Iran intends to send the black boxes from a downed Ukrainian plane to Paris for analysis, following months of pressure from countries across the world who want to investigate how the jetliner was taken down.

Tehran informed the UN's aviation agency on Wednesday that the black box, which records all data on a flight including flight control and engine performance, will be sent to Paris, once countries involved in the investigation agree, two sources familiar with the matter said.

The Ukraine, Canada, and the US are involved in the investigation.

This comes after Iran state media said the black boxes will be of "no help" to the investigation.

"Even though the investigation is nearly complete and the contents of the boxes will be of no help for the investigation, we are ready to give them to a third country or to a [foreign] company," Mohsen Baharvand, deputy foreign affairs minister, was quoted as saying by the official IRNA news agency.

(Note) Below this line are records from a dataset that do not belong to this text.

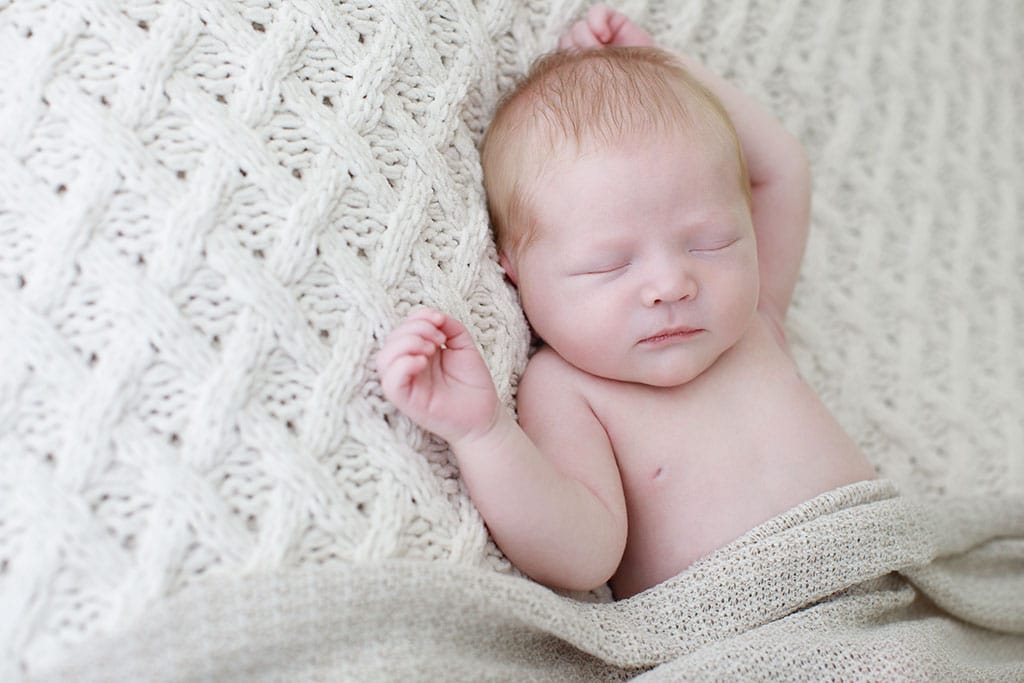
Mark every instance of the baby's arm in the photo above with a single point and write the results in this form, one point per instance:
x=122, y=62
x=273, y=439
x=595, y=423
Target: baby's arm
x=776, y=162
x=559, y=515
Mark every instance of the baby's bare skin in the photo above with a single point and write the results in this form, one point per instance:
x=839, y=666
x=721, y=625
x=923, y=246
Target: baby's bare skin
x=702, y=463
x=664, y=417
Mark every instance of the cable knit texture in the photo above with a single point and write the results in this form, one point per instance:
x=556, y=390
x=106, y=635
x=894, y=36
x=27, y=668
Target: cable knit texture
x=211, y=213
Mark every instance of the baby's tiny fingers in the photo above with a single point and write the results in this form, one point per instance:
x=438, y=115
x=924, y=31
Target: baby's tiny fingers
x=424, y=329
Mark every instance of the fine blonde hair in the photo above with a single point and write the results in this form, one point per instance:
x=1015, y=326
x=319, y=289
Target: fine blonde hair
x=574, y=100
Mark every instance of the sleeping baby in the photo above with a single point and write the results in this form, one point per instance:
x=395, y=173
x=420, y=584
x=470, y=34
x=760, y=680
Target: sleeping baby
x=653, y=219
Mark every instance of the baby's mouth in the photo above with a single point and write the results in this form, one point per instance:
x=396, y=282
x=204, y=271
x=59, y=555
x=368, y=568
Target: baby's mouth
x=671, y=335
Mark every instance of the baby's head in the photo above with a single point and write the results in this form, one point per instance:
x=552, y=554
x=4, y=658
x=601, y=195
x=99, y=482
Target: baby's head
x=574, y=102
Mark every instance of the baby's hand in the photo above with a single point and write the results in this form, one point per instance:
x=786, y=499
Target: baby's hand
x=603, y=26
x=431, y=371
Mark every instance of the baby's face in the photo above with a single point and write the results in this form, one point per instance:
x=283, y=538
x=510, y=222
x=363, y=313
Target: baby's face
x=644, y=266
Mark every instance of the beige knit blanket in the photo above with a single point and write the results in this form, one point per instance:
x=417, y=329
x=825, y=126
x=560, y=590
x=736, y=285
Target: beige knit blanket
x=212, y=212
x=809, y=595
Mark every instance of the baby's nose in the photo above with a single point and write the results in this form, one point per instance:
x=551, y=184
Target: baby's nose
x=674, y=285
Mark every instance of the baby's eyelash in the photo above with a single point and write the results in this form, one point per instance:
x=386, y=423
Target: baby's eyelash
x=716, y=247
x=603, y=269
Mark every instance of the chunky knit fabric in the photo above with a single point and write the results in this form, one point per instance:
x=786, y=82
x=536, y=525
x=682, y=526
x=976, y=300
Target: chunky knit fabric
x=211, y=213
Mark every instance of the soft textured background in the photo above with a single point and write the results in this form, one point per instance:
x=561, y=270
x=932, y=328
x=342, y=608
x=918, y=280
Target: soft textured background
x=211, y=213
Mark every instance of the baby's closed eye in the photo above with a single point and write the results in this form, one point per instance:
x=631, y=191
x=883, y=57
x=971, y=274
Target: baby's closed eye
x=712, y=246
x=601, y=268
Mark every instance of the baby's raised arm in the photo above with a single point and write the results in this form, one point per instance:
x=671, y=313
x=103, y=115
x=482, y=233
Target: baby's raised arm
x=775, y=160
x=555, y=507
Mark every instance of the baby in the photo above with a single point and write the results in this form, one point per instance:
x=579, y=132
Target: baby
x=653, y=220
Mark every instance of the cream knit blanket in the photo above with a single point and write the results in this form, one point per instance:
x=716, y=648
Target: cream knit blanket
x=211, y=213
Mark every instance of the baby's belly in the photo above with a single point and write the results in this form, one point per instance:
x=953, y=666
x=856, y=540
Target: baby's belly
x=682, y=509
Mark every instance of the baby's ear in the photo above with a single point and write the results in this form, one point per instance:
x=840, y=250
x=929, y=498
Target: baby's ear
x=508, y=266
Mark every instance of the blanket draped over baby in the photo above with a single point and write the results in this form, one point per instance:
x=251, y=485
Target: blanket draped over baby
x=858, y=583
x=212, y=213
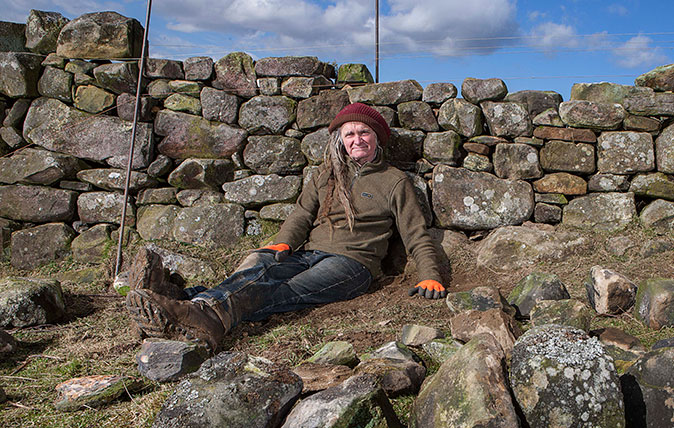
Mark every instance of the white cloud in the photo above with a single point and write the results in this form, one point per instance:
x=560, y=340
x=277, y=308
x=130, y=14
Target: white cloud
x=637, y=52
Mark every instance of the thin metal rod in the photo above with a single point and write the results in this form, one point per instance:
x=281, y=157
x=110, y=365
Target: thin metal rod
x=376, y=41
x=133, y=138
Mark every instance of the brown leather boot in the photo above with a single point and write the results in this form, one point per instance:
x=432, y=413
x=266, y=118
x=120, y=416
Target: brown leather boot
x=160, y=316
x=148, y=272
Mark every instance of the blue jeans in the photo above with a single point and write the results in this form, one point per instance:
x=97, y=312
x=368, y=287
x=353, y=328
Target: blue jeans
x=263, y=286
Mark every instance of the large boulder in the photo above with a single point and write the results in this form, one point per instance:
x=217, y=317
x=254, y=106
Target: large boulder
x=39, y=245
x=26, y=302
x=232, y=389
x=601, y=211
x=101, y=35
x=57, y=127
x=473, y=200
x=470, y=389
x=19, y=74
x=37, y=203
x=562, y=377
x=189, y=136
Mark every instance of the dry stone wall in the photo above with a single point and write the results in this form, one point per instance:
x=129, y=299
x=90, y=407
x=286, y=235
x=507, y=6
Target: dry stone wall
x=221, y=145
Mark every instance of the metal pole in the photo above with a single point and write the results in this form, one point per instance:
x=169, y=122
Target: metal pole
x=133, y=138
x=376, y=41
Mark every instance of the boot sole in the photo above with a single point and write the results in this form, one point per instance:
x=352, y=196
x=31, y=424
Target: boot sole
x=153, y=320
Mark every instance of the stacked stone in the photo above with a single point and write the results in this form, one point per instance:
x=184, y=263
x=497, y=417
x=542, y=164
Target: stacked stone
x=222, y=145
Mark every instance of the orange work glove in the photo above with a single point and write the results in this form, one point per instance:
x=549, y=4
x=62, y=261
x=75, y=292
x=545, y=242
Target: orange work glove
x=429, y=289
x=281, y=250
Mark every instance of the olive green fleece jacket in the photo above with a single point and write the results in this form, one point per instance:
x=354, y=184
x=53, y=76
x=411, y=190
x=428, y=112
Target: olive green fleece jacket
x=382, y=197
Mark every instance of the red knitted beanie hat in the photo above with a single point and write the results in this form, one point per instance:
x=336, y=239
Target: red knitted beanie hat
x=359, y=112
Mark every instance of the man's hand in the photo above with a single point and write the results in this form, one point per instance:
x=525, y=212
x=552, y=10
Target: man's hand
x=281, y=251
x=429, y=289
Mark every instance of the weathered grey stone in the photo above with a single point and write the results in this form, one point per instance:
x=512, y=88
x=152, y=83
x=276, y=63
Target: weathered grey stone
x=438, y=93
x=42, y=31
x=358, y=400
x=536, y=102
x=59, y=128
x=480, y=298
x=36, y=166
x=164, y=360
x=259, y=190
x=93, y=244
x=19, y=74
x=93, y=391
x=565, y=134
x=115, y=179
x=562, y=376
x=338, y=353
x=92, y=99
x=417, y=335
x=417, y=115
x=101, y=35
x=26, y=302
x=461, y=116
x=156, y=221
x=609, y=212
x=653, y=302
x=192, y=197
x=389, y=93
x=507, y=119
x=660, y=78
x=664, y=150
x=319, y=110
x=202, y=174
x=354, y=73
x=589, y=114
x=657, y=185
x=219, y=105
x=561, y=182
x=608, y=183
x=515, y=161
x=37, y=204
x=37, y=246
x=235, y=73
x=404, y=145
x=655, y=104
x=659, y=216
x=317, y=377
x=568, y=157
x=198, y=68
x=126, y=105
x=609, y=292
x=215, y=226
x=274, y=155
x=267, y=115
x=442, y=147
x=118, y=77
x=624, y=152
x=473, y=201
x=104, y=207
x=647, y=389
x=189, y=136
x=470, y=389
x=206, y=399
x=478, y=90
x=184, y=103
x=605, y=92
x=502, y=326
x=12, y=37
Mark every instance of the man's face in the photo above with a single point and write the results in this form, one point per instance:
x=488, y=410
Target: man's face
x=360, y=141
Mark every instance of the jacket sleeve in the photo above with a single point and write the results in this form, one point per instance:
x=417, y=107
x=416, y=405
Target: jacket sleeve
x=295, y=229
x=412, y=227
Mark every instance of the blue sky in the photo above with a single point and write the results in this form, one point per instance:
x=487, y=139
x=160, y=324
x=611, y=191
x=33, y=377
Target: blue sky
x=543, y=45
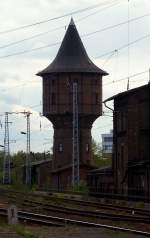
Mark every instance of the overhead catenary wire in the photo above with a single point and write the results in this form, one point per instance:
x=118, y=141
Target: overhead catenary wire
x=130, y=76
x=56, y=18
x=61, y=27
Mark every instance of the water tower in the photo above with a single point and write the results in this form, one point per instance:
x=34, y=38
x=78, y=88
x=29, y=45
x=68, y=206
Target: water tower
x=72, y=101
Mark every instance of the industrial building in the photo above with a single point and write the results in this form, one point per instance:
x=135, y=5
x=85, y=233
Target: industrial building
x=129, y=174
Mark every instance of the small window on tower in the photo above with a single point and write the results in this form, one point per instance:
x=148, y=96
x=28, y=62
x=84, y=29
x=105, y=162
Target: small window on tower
x=53, y=97
x=87, y=147
x=53, y=82
x=96, y=98
x=60, y=147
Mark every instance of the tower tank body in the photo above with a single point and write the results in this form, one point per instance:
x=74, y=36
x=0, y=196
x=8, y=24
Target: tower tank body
x=71, y=65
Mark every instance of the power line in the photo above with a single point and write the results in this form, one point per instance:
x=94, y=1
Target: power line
x=57, y=43
x=117, y=25
x=124, y=46
x=55, y=18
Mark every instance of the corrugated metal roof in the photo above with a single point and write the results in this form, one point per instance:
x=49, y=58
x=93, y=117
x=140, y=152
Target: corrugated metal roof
x=133, y=90
x=72, y=56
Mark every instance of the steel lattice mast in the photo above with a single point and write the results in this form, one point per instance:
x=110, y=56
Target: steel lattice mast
x=75, y=149
x=6, y=163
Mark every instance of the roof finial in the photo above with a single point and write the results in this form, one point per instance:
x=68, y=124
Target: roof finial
x=72, y=21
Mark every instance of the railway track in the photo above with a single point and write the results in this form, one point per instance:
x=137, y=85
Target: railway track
x=57, y=221
x=88, y=213
x=101, y=214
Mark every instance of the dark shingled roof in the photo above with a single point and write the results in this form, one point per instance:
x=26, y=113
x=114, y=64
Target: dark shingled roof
x=72, y=56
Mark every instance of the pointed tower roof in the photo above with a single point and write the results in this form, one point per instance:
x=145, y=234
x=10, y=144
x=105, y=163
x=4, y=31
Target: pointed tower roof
x=72, y=56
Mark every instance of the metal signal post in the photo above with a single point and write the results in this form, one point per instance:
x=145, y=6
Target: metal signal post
x=28, y=160
x=6, y=163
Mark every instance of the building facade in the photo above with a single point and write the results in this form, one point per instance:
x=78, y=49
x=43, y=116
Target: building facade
x=132, y=141
x=71, y=66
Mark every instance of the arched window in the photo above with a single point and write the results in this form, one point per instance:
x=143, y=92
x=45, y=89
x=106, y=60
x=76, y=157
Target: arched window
x=60, y=147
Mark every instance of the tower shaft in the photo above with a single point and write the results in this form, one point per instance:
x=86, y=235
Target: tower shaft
x=75, y=149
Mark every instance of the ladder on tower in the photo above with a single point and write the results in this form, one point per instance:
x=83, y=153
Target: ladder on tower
x=75, y=149
x=6, y=162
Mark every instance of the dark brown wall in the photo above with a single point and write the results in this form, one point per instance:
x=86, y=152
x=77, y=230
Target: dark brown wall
x=131, y=133
x=58, y=108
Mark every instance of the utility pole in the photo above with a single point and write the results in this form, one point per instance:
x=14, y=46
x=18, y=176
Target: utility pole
x=28, y=159
x=75, y=149
x=6, y=163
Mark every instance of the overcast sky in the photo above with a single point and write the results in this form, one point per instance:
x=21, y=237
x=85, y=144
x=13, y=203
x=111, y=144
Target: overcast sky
x=19, y=86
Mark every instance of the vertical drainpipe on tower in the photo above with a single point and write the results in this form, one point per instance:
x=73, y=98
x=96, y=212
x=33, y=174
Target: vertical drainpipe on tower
x=114, y=140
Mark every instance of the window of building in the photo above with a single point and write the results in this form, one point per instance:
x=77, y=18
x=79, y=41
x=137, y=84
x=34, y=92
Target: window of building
x=108, y=139
x=96, y=99
x=60, y=148
x=87, y=147
x=53, y=97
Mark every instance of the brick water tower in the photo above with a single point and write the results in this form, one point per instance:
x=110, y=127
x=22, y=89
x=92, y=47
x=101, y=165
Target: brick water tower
x=72, y=101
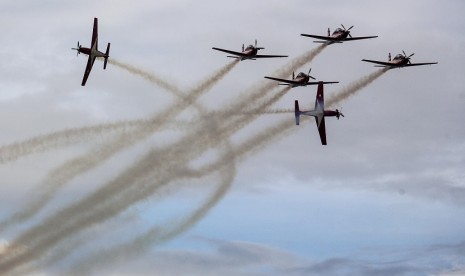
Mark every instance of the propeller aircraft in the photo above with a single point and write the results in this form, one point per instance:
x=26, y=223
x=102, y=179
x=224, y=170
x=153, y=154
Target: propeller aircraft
x=250, y=52
x=319, y=113
x=339, y=35
x=400, y=60
x=302, y=79
x=92, y=52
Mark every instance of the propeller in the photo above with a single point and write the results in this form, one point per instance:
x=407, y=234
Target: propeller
x=348, y=30
x=407, y=57
x=77, y=49
x=258, y=48
x=339, y=113
x=309, y=70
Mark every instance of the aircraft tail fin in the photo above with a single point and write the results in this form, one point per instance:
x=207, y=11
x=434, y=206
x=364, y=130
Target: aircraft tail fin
x=107, y=54
x=297, y=113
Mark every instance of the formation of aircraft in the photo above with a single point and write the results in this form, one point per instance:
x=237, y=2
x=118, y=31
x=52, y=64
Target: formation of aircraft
x=302, y=79
x=318, y=112
x=400, y=60
x=92, y=52
x=339, y=35
x=251, y=52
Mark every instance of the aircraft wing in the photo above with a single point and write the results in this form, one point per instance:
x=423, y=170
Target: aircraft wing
x=419, y=64
x=283, y=80
x=90, y=62
x=359, y=37
x=384, y=63
x=95, y=34
x=327, y=38
x=239, y=54
x=324, y=82
x=267, y=56
x=321, y=130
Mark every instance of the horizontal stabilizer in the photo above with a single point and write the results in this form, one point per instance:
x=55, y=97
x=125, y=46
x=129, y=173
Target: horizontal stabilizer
x=107, y=54
x=297, y=112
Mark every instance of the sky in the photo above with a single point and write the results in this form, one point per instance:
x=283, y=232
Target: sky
x=102, y=191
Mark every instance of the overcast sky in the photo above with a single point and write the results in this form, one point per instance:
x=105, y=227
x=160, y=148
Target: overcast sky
x=386, y=196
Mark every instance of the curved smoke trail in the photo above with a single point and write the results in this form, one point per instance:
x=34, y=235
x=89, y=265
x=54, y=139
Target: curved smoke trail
x=141, y=129
x=68, y=227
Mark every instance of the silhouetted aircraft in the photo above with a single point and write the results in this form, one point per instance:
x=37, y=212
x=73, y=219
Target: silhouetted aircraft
x=401, y=60
x=92, y=52
x=338, y=36
x=248, y=53
x=319, y=113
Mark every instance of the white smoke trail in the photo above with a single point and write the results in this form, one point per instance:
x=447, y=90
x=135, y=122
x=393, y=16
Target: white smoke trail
x=251, y=145
x=62, y=138
x=158, y=234
x=76, y=166
x=354, y=87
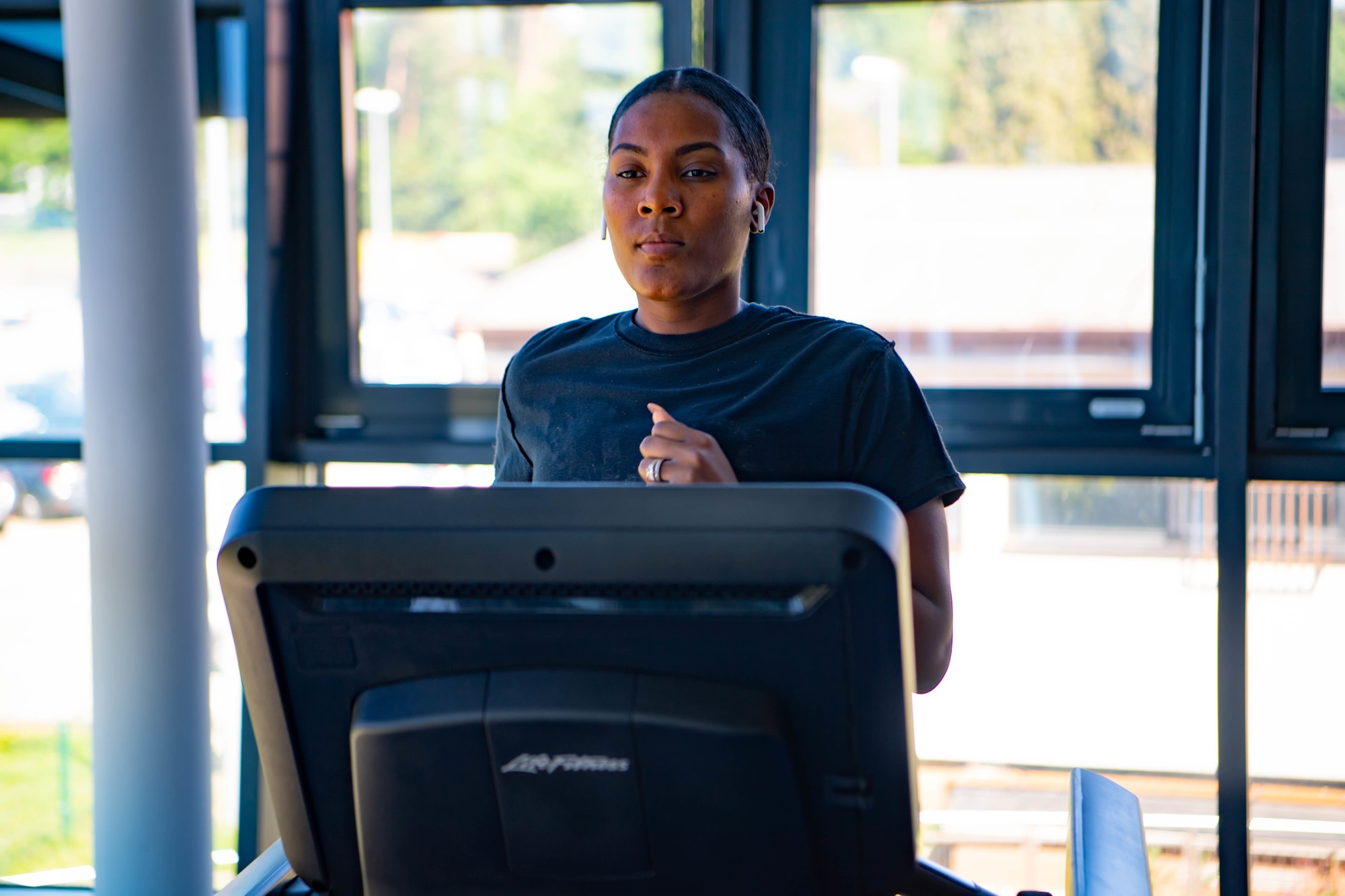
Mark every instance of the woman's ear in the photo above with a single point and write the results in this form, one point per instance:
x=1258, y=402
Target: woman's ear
x=762, y=205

Flight 752, a Ukraine International Airlines jetliner, was struck by a missile and crashed shortly after taking off from the Tehran airport on 8 January.

Iran initially refused to hand over the flight records from the Ukraine International Airlines flight, but then in March Iran told the UN’s aviation agency that it would send the black boxes to Ukraine.

On Wednesday, however, a representative from Iran told a virtual meeting of the agency’s covering council that Tehran would send the damaged records to France’s BEA air accident investigation agency.

"Iran said they will send them to Paris soon subject to agreement of the states involved in the investigation," said one of the sources who spoke on condition of anonymity.

In the immediate aftermath of the crash, Iranian civilian authorities insisted it was likely caused by a technical malfunction, vehemently denying claims the plane was shot down.

But in the early hours of 11 January, the Iranian military admitted that the plane was shot down due to "human error", resulting in the deaths of 176 people, mainly Iranians and Canadians, including many dual nationals.

Ottawa has demanded for several months that Iran, which does not have the technical means to decode the black boxes, send the items abroad so that their content can be analysed.

After Tehran said in March it was ready to transfer the black boxes to France or Ukraine, Canada's Foreign Minister Francois-Philippe Champagne guardedly welcomed a "step in the right direction", while noting that he would judge Iranian authorities on "their actions and not just their words".

In his interview with IRNA, Baharvand implied that Iran had certain conditions for transferring the black boxes abroad, but did not elaborate.